L’article précédent, ‘‘La loi des cliniques’’ n’a pas suscité beaucoup de partages et encore moins de commentaires sur Kapitalis. C’est une nouvelle fois un indice significatif de l’esprit corporatiste qui régit la profession, où la réflexion cède le pas à la solidarité. Une telle philosophie ne le céderait en rien à celle des islamistes.

Par Dr Mounir Hanablia *

Les médecins ont le plus souvent d’autres choses à faire que de lire un article, fût-il critique, révélant les travers de leurs professions; il est encore heureux pour eux qu’il en soit ainsi.

Les autres, ceux qui lisent, ne veulent le plus souvent pas répondre. Il est en effet toujours hasardeux d’entrer dans une polémique publique susceptible de prendre une tournure inattendue et les intérêts en jeu sont trop importants. La règle au sein de la profession, en cas de plainte, c’est de laisser la justice suivre son cours; ceci a l’avantage d’épargner la mauvaise publicité, sauf en cas de condamnations.

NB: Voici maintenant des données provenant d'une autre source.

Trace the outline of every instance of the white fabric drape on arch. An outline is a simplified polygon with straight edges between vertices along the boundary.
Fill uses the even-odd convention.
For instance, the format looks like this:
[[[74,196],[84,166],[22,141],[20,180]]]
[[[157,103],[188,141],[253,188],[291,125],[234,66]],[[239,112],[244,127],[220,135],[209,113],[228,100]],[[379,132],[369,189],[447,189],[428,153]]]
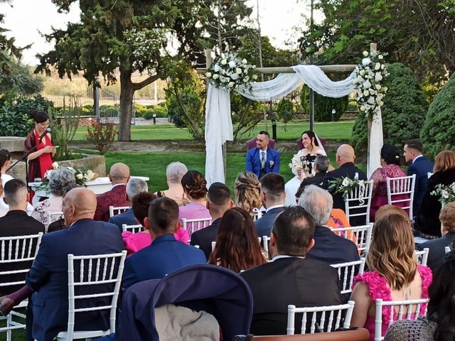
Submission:
[[[319,94],[327,97],[342,97],[355,90],[353,84],[355,74],[347,78],[333,82],[316,65],[296,65],[295,73],[282,73],[266,82],[252,82],[251,90],[239,89],[237,92],[252,100],[267,102],[282,98],[306,84]],[[373,120],[368,158],[368,174],[380,166],[379,153],[382,144],[382,124],[379,117]],[[380,136],[380,139],[379,136]],[[232,124],[230,118],[229,92],[209,84],[205,104],[205,178],[208,186],[214,182],[225,182],[222,146],[232,139]],[[380,144],[379,144],[380,140]],[[375,159],[376,161],[370,159]],[[377,166],[376,166],[377,165]],[[374,167],[371,172],[370,166]]]

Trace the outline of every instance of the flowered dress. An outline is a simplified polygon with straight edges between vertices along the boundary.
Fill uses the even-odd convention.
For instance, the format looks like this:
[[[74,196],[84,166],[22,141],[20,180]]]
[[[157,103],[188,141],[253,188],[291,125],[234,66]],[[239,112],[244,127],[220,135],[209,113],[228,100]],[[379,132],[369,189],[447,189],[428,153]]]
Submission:
[[[433,275],[432,270],[424,265],[419,265],[417,266],[417,271],[420,274],[422,279],[422,293],[420,294],[421,298],[428,298],[428,288],[432,283],[433,279]],[[379,273],[375,271],[365,272],[363,274],[358,274],[354,278],[354,282],[353,283],[353,288],[357,283],[357,282],[362,282],[368,286],[368,294],[371,298],[372,304],[375,304],[375,301],[378,298],[381,298],[383,301],[392,301],[392,293],[390,292],[390,288],[387,283],[385,278],[382,277]],[[425,315],[425,310],[427,308],[427,304],[422,304],[420,305],[420,311],[419,312],[419,316],[424,316]],[[382,335],[385,335],[387,328],[389,328],[389,316],[390,316],[390,306],[385,306],[382,308]],[[412,314],[414,315],[414,314]],[[397,320],[397,313],[394,314],[394,320]],[[367,320],[365,322],[365,328],[368,329],[370,332],[370,340],[374,341],[375,340],[375,317],[368,315]]]

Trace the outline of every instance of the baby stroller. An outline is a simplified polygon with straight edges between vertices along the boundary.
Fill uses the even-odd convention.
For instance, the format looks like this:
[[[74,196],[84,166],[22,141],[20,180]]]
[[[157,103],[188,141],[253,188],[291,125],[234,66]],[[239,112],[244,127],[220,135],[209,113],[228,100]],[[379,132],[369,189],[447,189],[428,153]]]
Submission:
[[[155,308],[168,303],[213,315],[223,341],[250,331],[252,296],[243,278],[220,266],[193,265],[129,288],[123,297],[115,340],[158,341]]]

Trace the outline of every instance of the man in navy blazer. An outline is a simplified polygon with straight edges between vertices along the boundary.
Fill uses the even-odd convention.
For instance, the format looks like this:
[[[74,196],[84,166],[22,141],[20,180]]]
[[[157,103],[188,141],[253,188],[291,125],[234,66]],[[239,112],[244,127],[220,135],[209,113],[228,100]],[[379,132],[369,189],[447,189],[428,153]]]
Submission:
[[[360,259],[357,246],[349,239],[337,236],[327,227],[333,200],[328,192],[315,185],[305,187],[299,199],[301,206],[312,217],[314,229],[314,247],[308,251],[309,258],[328,264],[346,263]]]
[[[414,203],[412,213],[416,216],[422,205],[427,186],[428,185],[428,173],[433,173],[434,164],[422,155],[423,146],[419,140],[407,140],[403,148],[406,163],[410,164],[407,175],[415,174],[415,188],[414,190]]]
[[[139,193],[143,192],[148,192],[149,187],[147,186],[147,183],[146,183],[142,179],[139,179],[139,178],[131,178],[127,183],[127,200],[128,200],[129,205],[131,206],[133,200],[133,197],[135,195],[137,195]],[[136,218],[134,217],[134,214],[133,213],[133,208],[131,207],[127,212],[124,212],[119,215],[116,215],[111,217],[109,219],[109,222],[111,224],[114,224],[119,227],[120,232],[123,232],[122,229],[122,225],[123,224],[126,224],[127,225],[136,225],[139,223]]]
[[[279,173],[279,153],[268,148],[270,136],[267,131],[259,131],[256,137],[256,148],[247,152],[247,170],[259,178],[268,173]]]
[[[178,242],[173,233],[180,227],[178,205],[168,197],[159,197],[150,204],[149,217],[144,220],[153,242],[127,259],[123,288],[147,279],[159,279],[188,265],[205,264],[202,250]]]
[[[259,237],[270,236],[275,218],[284,209],[284,179],[276,173],[266,174],[259,180],[261,200],[265,214],[255,221]]]
[[[26,278],[27,287],[34,291],[28,302],[27,328],[29,333],[31,328],[31,336],[35,340],[53,340],[59,332],[68,328],[68,255],[117,253],[124,249],[122,235],[115,225],[93,220],[96,206],[97,199],[91,190],[71,190],[63,198],[62,206],[65,222],[69,227],[43,236],[36,258]],[[90,293],[81,288],[77,293]],[[97,300],[98,305],[110,303],[110,298],[94,299]],[[81,308],[87,306],[83,302],[80,304]],[[77,314],[75,321],[75,330],[105,330],[109,328],[109,311]]]

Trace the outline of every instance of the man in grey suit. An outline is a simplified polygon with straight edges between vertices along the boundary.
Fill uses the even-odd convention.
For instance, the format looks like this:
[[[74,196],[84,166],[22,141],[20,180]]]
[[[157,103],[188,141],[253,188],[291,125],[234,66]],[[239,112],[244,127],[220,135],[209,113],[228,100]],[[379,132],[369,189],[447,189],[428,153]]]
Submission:
[[[273,222],[284,208],[284,179],[277,173],[269,173],[259,180],[265,215],[255,222],[259,237],[270,235]]]

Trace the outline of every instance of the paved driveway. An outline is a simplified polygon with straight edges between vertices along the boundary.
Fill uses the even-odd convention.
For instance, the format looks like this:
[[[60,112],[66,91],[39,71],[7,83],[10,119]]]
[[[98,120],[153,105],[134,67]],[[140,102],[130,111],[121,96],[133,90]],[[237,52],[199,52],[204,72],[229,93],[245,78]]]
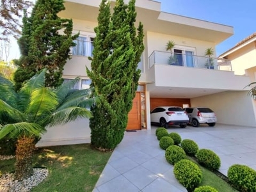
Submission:
[[[125,133],[113,151],[93,192],[151,192],[187,190],[173,173],[173,166],[165,157],[156,136],[156,129]],[[220,171],[227,175],[234,164],[256,170],[256,128],[216,125],[210,127],[170,127],[182,139],[191,139],[200,148],[214,151],[221,158]]]
[[[207,125],[185,129],[170,127],[168,130],[178,132],[182,140],[194,140],[200,148],[214,151],[221,158],[220,171],[224,175],[236,163],[256,170],[256,127],[218,124],[213,127]]]

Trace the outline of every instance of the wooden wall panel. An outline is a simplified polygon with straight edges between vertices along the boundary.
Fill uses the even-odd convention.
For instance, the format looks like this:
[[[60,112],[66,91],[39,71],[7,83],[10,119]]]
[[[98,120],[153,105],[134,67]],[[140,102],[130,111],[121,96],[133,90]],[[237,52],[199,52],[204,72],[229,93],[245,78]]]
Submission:
[[[182,108],[183,104],[188,104],[189,99],[173,99],[173,98],[150,98],[150,111],[158,106],[180,106]]]

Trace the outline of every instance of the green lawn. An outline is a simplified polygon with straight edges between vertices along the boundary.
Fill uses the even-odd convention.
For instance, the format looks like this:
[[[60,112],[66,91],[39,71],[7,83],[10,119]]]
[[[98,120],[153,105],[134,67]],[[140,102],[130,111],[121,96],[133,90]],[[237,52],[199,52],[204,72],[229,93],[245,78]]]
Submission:
[[[34,166],[47,167],[49,175],[31,191],[92,191],[111,154],[93,150],[90,144],[39,148],[35,154]],[[15,161],[14,159],[1,161],[0,177],[14,172]],[[200,186],[209,185],[220,192],[237,191],[216,174],[200,167],[203,172]]]
[[[203,179],[202,180],[201,184],[200,184],[200,186],[210,186],[212,188],[214,188],[220,192],[238,191],[231,187],[229,184],[228,184],[226,181],[223,180],[219,176],[216,175],[215,173],[212,173],[208,169],[200,166],[196,161],[195,161],[192,158],[188,157],[188,159],[198,164],[202,170],[202,172],[203,173]]]
[[[36,151],[35,166],[47,167],[49,175],[31,191],[92,191],[111,153],[93,150],[90,144],[63,145]],[[1,162],[0,176],[14,172],[15,159]]]

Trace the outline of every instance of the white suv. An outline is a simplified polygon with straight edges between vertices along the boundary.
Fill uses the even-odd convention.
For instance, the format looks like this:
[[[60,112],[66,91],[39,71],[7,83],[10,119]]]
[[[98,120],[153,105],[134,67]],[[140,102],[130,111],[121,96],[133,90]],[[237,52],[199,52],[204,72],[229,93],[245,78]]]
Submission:
[[[200,124],[207,124],[210,127],[215,125],[217,117],[215,113],[208,108],[197,107],[184,109],[189,118],[189,124],[198,127]]]
[[[188,123],[187,113],[180,107],[161,106],[150,112],[152,124],[159,124],[160,127],[167,128],[168,125],[179,125],[185,128]]]

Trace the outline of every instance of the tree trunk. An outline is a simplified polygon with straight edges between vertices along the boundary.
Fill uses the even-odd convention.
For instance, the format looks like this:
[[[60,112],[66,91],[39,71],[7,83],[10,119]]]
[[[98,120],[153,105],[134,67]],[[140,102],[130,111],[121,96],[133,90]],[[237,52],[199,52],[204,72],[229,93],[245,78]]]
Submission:
[[[20,180],[33,175],[34,138],[26,136],[20,138],[16,146],[15,179]]]

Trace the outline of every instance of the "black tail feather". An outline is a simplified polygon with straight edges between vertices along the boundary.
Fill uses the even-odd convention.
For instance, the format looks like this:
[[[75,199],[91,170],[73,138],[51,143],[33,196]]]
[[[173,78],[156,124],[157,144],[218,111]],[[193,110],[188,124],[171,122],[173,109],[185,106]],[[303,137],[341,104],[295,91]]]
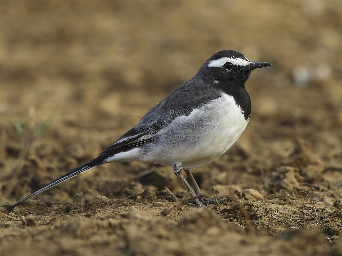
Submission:
[[[36,196],[38,194],[40,194],[42,192],[43,192],[46,190],[47,190],[49,188],[52,188],[52,187],[54,187],[67,180],[69,180],[69,179],[71,179],[73,177],[75,177],[80,173],[84,172],[89,170],[90,170],[93,168],[96,167],[96,166],[98,166],[106,162],[105,161],[106,159],[108,157],[108,155],[107,155],[107,154],[103,155],[102,156],[98,156],[96,158],[92,159],[89,161],[85,163],[84,163],[81,165],[78,166],[76,167],[76,168],[73,169],[70,171],[65,174],[64,175],[61,176],[58,179],[55,180],[49,183],[49,184],[47,184],[42,187],[37,191],[34,192],[31,194],[23,198],[21,200],[14,204],[13,205],[11,205],[8,209],[7,209],[7,210],[6,210],[4,212],[10,212],[13,210],[15,207],[17,206],[19,204],[21,204],[22,203],[27,200],[29,198],[34,196]]]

L’intérêt public et/ou les centres d’intérêt du public

Il n’y a donc rien d’étonnant à ce que mes collègues intéressés, essentiellement les anesthésistes réanimateurs, aient évité de manifester leur réprobation autrement que par un refus de partager sur leurs pages numériques.

En revanche, les lecteurs semblent plus intéressés par l’islamisme, Rached Ghannouchi, le parti Ennahdha, que par les conséquences de l’accumulation de capitaux dans les cliniques, engendrée par la pandémie de la Covid 19, sur leurs impôts ou charges sociales. Ils ont tort.

Le chef du gouvernement Hichem Mechichi vient justement d’annoncer la création d’une caisse de la solidarité sociale en faveur des catégories professionnelles dont l’activité a été lésée par les conséquences de la pandémie. Qui la financera? Toute la question est là.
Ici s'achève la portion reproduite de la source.